I recently presented a How-tos for Gurus series session on data modeling for big data systems. During the presentation, a number of attendees asked some very interesting questions. As many of you know, big data systems are known to have less formality around the need for structure, yet for data warehouses to continue to serve traditional use cases, modeling is still a very important function. I’d like to share some of the more common questions I received during the session, and when visiting organizations, and respond to them.
In big data environments, are there any modeling techniques I can use to improve query performance?
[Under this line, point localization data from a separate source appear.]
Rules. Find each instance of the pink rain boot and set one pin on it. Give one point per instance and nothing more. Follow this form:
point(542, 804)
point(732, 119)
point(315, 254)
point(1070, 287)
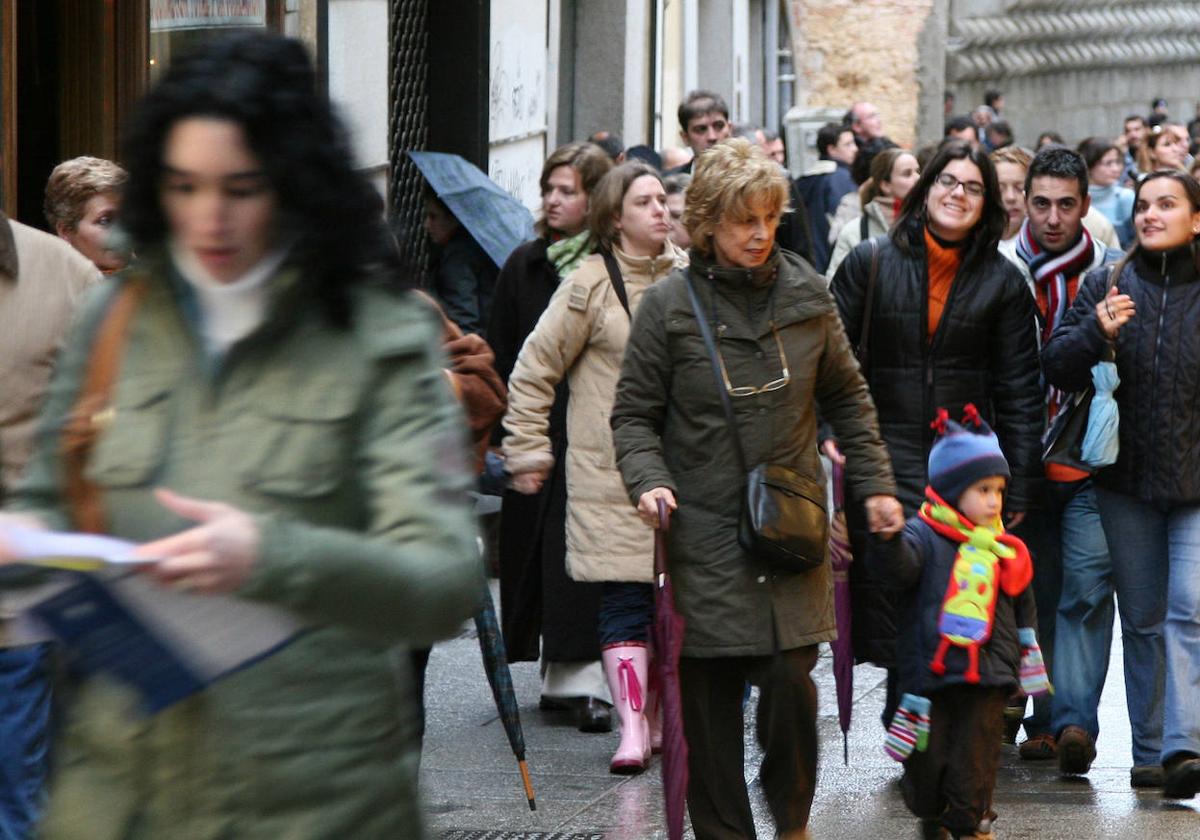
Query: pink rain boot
point(627, 665)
To improve query performance, it depends on what tool you are using. The following guidelines can help:
- Ensure you select the best storage for your end user’s queries. For example, if you’re running a lot of short queries, you should consider HBase. For long-running analytic queries, You might find that Kudu is better. Ideally, examine the queries to be run, and decide on the appropriate file format for those use cases.
- Use the right query engine for the workload. For example, long running queries traditionally seen in enterprise data warehouse scenarios, feeding dashboards or standard reports, Hive on LLAP is great. Impala, on the other hand, is fantastic for ad-hoc querying into 100TB+ of data. When configuring your query engine, you should also ensure the partitioning is set, collect statistics, make sure your joins are being appropriately designed, look at the query performance reports and optimize accordingly.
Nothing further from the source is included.